Netdev List
 help / color / mirror / Atom feed
* [PATCH net-next 0/2] rtnetlink: RTNL avoidance in rtnl_getlink()
@ 2026-05-18 10:01 Eric Dumazet
  2026-05-18 10:01 ` [PATCH net-next 1/2] rtnetlink: use nla_nest_end_safe() in rtnl_fill_prop_list() Eric Dumazet
                   ` (2 more replies)
  0 siblings, 3 replies; 5+ messages in thread
From: Eric Dumazet @ 2026-05-18 10:01 UTC (permalink / raw)
  To: David S . Miller, Jakub Kicinski, Paolo Abeni
  Cc: Kuniyuki Iwashima, Simon Horman, netdev, eric.dumazet,
	Eric Dumazet

Many shell scripts invoke iproute2 commands specifying a device by
its name.

This series improves their performance avoiding RTNL acquisition
for their (repeated) name->index conversion.

Eric Dumazet (2):
  rtnetlink: use nla_nest_end_safe() in rtnl_fill_prop_list()
  rtnetlink: do not acquire RTNL for RTM_GETLINK with
    RTEXT_FILTER_NAME_ONLY

 net/core/rtnetlink.c | 74 ++++++++++++++++++++++++++++++++------------
 1 file changed, 54 insertions(+), 20 deletions(-)

-- 
2.54.0.563.g4f69b47b94-goog


^ permalink raw reply	[flat|nested] 5+ messages in thread

* [PATCH net-next 1/2] rtnetlink: use nla_nest_end_safe() in rtnl_fill_prop_list()
  2026-05-18 10:01 [PATCH net-next 0/2] rtnetlink: RTNL avoidance in rtnl_getlink() Eric Dumazet
@ 2026-05-18 10:01 ` Eric Dumazet
  2026-05-18 10:01 ` [PATCH net-next 2/2] rtnetlink: do not acquire RTNL for RTM_GETLINK with RTEXT_FILTER_NAME_ONLY Eric Dumazet
  2026-05-18 16:38 ` [syzbot ci] Re: rtnetlink: RTNL avoidance in rtnl_getlink() syzbot ci
  2 siblings, 0 replies; 5+ messages in thread
From: Eric Dumazet @ 2026-05-18 10:01 UTC (permalink / raw)
  To: David S . Miller, Jakub Kicinski, Paolo Abeni
  Cc: Kuniyuki Iwashima, Simon Horman, netdev, eric.dumazet,
	Eric Dumazet

Avoid corrupting a netlink message and confuse user space in the
unlikely case rtnl_fill_prop_list was able to produce a very big
nested element.

Signed-off-by: Eric Dumazet <edumazet@google.com>
---
 net/core/rtnetlink.c | 4 +++-
 1 file changed, 3 insertions(+), 1 deletion(-)

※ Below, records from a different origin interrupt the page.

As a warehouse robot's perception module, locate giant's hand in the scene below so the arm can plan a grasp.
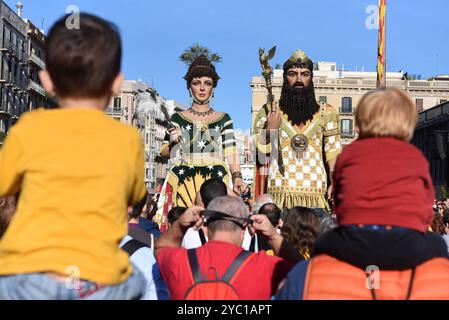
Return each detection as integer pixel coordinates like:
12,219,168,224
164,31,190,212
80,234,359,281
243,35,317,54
169,128,182,144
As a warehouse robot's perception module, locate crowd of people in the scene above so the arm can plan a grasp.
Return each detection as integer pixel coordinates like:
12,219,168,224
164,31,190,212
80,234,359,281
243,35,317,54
0,13,449,300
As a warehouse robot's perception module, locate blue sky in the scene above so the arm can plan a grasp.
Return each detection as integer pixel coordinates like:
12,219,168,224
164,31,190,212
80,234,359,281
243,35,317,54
5,0,449,129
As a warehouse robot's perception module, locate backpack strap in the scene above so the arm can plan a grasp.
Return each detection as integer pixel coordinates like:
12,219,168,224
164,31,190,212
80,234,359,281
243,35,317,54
187,248,202,283
221,250,252,283
122,239,148,257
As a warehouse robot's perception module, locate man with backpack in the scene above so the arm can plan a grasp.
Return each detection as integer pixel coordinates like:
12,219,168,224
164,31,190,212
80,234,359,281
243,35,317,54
155,196,302,300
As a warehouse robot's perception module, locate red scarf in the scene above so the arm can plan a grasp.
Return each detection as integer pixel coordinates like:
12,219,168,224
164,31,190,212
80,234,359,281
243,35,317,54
334,138,435,232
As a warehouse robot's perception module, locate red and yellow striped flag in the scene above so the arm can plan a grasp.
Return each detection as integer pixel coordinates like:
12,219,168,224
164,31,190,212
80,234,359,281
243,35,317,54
377,0,387,87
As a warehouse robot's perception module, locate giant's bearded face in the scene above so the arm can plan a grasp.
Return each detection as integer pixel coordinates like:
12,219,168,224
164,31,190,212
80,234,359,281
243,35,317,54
279,63,319,125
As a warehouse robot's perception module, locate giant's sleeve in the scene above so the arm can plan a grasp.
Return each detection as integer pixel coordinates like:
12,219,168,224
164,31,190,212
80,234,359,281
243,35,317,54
131,130,147,204
323,107,342,161
0,128,24,197
253,106,271,154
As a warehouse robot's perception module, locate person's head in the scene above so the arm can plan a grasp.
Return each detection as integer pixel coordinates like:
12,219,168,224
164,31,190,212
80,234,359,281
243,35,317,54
167,207,187,226
355,88,418,141
279,50,319,125
281,207,320,256
206,196,249,246
258,203,282,228
184,55,220,104
200,179,228,208
443,209,449,234
320,216,338,234
252,193,274,214
40,13,123,107
0,197,16,239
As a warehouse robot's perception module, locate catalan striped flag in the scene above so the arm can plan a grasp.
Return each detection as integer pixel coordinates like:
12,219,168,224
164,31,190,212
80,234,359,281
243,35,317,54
377,0,387,87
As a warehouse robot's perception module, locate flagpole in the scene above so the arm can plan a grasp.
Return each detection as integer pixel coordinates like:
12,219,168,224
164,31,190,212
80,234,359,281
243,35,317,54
377,0,387,88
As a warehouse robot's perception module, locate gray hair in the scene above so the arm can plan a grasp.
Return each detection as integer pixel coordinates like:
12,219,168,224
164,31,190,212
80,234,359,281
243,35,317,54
253,193,274,214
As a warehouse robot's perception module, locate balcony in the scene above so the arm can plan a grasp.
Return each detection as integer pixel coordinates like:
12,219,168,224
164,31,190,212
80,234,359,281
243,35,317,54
28,79,46,97
29,53,45,69
339,108,354,116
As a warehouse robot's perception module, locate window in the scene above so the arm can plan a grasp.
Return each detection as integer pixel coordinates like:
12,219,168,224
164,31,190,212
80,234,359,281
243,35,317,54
114,97,122,111
341,97,352,113
415,99,424,112
341,119,352,136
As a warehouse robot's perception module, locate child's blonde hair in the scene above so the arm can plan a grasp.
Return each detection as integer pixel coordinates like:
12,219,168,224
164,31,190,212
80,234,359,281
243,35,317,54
355,88,418,141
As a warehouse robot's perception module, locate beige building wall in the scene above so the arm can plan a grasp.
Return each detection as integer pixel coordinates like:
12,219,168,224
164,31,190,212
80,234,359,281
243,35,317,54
250,62,449,144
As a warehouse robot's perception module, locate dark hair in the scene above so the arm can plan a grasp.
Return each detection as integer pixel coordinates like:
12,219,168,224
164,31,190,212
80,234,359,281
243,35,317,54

diff --git a/net/core/rtnetlink.c b/net/core/rtnetlink.c
index 6a5e9ace55a0880d7b1e4303d12dc0a8b8b7c5ed..ae0254f19178735b2805a8189e81a960a49b2858 100644
--- a/net/core/rtnetlink.c
+++ b/net/core/rtnetlink.c
@@ -1971,7 +1971,9 @@ static int rtnl_fill_prop_list(struct sk_buff *skb,
 	if (ret <= 0)
 		goto nest_cancel;
 
-	nla_nest_end(skb, prop_list);
+	if (nla_nest_end_safe(skb, prop_list) < 0)
+		goto nest_cancel;
+
 	return 0;
 
 nest_cancel:
-- 
2.54.0.563.g4f69b47b94-goog


^ permalink raw reply related	[flat|nested] 5+ messages in thread

* [PATCH net-next 2/2] rtnetlink: do not acquire RTNL for RTM_GETLINK with RTEXT_FILTER_NAME_ONLY
  2026-05-18 10:01 [PATCH net-next 0/2] rtnetlink: RTNL avoidance in rtnl_getlink() Eric Dumazet
  2026-05-18 10:01 ` [PATCH net-next 1/2] rtnetlink: use nla_nest_end_safe() in rtnl_fill_prop_list() Eric Dumazet
@ 2026-05-18 10:01 ` Eric Dumazet
  2026-05-18 16:38 ` [syzbot ci] Re: rtnetlink: RTNL avoidance in rtnl_getlink() syzbot ci
  2 siblings, 0 replies; 5+ messages in thread
From: Eric Dumazet @ 2026-05-18 10:01 UTC (permalink / raw)
  To: David S . Miller, Jakub Kicinski, Paolo Abeni
  Cc: Kuniyuki Iwashima, Simon Horman, netdev, eric.dumazet,
	Eric Dumazet

When RTEXT_FILTER_NAME_ONLY is requested, rtnl_fill_ifinfo()
is dumping device attributes which do not need RTNL protection.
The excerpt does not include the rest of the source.